Church painting and plaster repair. Faux marble painting. Kneeler repairs.
Church painting work by Egan Church Restorations at Our Lady of Good Council Church in Manhattan. to assist with some internal plaster repairs and decorative painting. Water leaks from the roof had caused noticeable plaster damage inside the sanctuary and nave of the church. In addition, the parish wanted to change the color schemes and add decorative finishes as part of an overall church renovation project.
Our team of church renovation experts started with removal of the old damaged plaster. Some sections were beyond repair so we removed sections, added new wire mesh and then applied all new plaster to insure a secure repair.

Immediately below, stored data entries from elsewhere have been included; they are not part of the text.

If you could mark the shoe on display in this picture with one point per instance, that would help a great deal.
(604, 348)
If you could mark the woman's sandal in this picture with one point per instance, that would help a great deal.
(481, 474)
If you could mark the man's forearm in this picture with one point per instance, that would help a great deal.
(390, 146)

Other simple cracks in the plaster were repaired, taped and new skim coat of plaster applied.
Our team of artists then developed new color schemes to help brighten the church and highlight various architectural features. Simple changes such as using lighter colors on the ceiling, helped reflect light back to the sanctuary. Colors in the stained glass windows were copied to have a more prayerful feeling. Our liturgical designers proposed making a copy of the stencil designs, recreating them on wall paper and applying them in place of the hundreds of individual stencil patterns. This saved tens of thousands of dollars without changing the look of the church.
During all this work, the parish fundraising efforts kicked into high gear as the parishioners started to see the startling results. In just a short time, they tripled the funds already collected so now a full interior renovation could be completed.

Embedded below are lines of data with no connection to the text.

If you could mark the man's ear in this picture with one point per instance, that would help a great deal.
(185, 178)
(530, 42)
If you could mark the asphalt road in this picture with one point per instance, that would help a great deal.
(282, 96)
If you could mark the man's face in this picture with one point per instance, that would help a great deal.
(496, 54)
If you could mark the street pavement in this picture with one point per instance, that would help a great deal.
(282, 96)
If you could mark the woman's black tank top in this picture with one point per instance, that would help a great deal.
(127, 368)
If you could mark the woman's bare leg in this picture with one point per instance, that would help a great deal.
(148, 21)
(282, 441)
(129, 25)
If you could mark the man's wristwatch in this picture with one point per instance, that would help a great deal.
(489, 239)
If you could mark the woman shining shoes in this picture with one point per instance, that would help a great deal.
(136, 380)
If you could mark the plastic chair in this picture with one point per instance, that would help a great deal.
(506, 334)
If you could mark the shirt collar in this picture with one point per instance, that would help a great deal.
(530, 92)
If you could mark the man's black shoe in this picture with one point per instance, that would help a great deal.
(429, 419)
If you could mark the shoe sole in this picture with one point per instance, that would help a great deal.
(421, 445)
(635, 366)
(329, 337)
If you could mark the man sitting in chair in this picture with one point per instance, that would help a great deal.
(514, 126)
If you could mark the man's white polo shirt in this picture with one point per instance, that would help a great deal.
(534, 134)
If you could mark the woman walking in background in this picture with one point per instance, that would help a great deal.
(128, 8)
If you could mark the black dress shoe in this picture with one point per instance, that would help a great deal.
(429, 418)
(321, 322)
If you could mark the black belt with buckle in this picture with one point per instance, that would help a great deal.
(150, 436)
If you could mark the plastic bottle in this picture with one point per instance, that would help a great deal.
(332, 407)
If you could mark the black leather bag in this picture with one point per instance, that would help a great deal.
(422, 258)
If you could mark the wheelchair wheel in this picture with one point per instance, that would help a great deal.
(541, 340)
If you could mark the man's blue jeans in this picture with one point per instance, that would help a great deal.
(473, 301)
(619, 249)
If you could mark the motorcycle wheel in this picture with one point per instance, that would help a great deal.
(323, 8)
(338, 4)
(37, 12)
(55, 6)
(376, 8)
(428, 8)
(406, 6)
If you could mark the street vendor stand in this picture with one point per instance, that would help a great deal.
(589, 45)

Generally there are 2 reasons for plaster damage in an old church. Water damage from leaks or simple old age. Regardless of the cause, we follow all preservation guidelines and try to save existing materials if at all possible. We never suggest using sheetrock to replace original plaster walls.

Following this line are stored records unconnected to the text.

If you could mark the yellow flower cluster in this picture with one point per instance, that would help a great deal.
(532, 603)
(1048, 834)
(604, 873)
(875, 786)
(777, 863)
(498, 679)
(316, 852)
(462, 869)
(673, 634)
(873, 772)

Water damage to plaster has to be carefully reviewed to determine the correct repair steps. If the plaster has become “mushy” it probably will need to be removed and new plaster added. If it is just lightly stained and stable, it can simply be sanded and painted with “kilz” to eliminate the stain.
To replace the mushy or soft plaster, our team will remove as much of the soft plaster as we can without disturbing the surrounding undamaged plaster. After removal, we inspect the wood lathes to be certain they are secure and ready to accept the new plaster. We then attach a wire mesh to the wood lathes to give us a base to attach the new plaster to. We then add new plaster in multiple, thin layers to match the thickness of the existing plaster. We then sand and prepare for a primer coat of paint.
Cracks in plaster are a normal part of “old age” in the plaster. Like all materials, plaster expands and contracts with heat and cold. This expansion/contraction process over decades, eventually weakens the plaster which leads to the cracks.
Repairing cracks is a simple but time consuming process. First we must clean out the crack to remove any loose plaster. We use a utility knife and scrape the loose plaster until we get a firm edge. We then add joint filler to fill in the crack. For wide cracks, we apply joint compound and then fiberglass tape over the crack. After it dries, we sand to a smooth surface and apply a coat of primer paint.